I have been working on a series of nude paintings from live models for about a year now and at some point I was reading International Artist magazine and came across an artist using gold leaf as a medium in his paintings. Well immediately I was going to do this. My own way, of course. So as usual without experimenting, (my way of doing things) I decided to do an entire series out of it. I started adding the leaf to all of the paintings and doing something different with each one. The series is to be exhibited in the Artists' Guild Gallery at the Spartanburg Museum of Art in April of 2011. This was the "let's see what we can do with it" piece.
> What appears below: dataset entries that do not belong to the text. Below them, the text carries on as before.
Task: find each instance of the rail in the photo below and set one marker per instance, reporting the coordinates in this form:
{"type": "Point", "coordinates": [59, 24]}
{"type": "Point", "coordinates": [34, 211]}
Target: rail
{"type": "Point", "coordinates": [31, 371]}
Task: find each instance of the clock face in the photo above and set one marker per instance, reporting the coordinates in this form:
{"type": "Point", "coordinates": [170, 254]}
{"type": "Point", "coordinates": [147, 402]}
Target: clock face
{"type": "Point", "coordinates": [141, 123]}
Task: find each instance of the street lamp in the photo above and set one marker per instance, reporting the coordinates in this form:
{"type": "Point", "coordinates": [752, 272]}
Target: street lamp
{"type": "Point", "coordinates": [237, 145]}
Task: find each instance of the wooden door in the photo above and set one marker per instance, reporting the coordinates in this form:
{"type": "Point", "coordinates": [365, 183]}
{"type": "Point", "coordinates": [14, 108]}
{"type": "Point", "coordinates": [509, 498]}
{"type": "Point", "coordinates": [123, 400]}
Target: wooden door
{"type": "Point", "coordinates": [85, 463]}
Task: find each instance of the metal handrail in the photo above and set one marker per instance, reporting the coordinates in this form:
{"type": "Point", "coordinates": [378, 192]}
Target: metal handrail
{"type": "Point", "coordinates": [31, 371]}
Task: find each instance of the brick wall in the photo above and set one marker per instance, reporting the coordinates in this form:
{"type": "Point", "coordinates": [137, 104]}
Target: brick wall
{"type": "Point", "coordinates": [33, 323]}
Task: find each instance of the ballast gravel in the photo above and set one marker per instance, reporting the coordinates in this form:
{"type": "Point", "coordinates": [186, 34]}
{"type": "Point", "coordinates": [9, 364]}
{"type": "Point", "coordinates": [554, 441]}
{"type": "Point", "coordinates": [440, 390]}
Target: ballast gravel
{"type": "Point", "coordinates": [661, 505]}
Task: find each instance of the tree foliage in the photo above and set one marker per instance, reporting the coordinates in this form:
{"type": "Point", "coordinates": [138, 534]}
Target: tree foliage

As you can see, the mind changes dramatically as the creative process evolves.

 

 I'm working with gold, copper, and silver leaf in my oil painting process. Placing the leaf on the canvas and using reverse finger painting technique by lifting the light out of the paint. Here, I'm gilding the leaf before I apply the paint. The medium is rather hard to work with as the leaves are as light as ash and can be blown out of your hand by as little movement as someone walking past you. There is no room for mistakes because once you apply the leaf to the surface there's no moving it. You have to work with cotton gloves and powder on your fingers so the leaf doesn't stick to your skin or tarnish. I'm  working on several other applications with this medium and will post updates as they progress. Check out the video process at  http://www.vimeo.com/14940354

 

 So here is the first draft of what I thought was going to be an OK painting. As you can see, I changed directions several times before coming to terms with what I wanted.

 

 

So then I decided it would be more affective as a reverse shot, which of course required another session.

 

So then I added a breakaway effect to mix up the separation. And added fragments of silver leaf in the side ground. Which would be followed by fragments over the body to give it a 3-dimensional feel.

 

Finally, I added overlaps of silver leaf to give it that "over the top" feel. In my mind, this was the "throw away piece". It turned out just fine. In fact, it might be the best one of the series.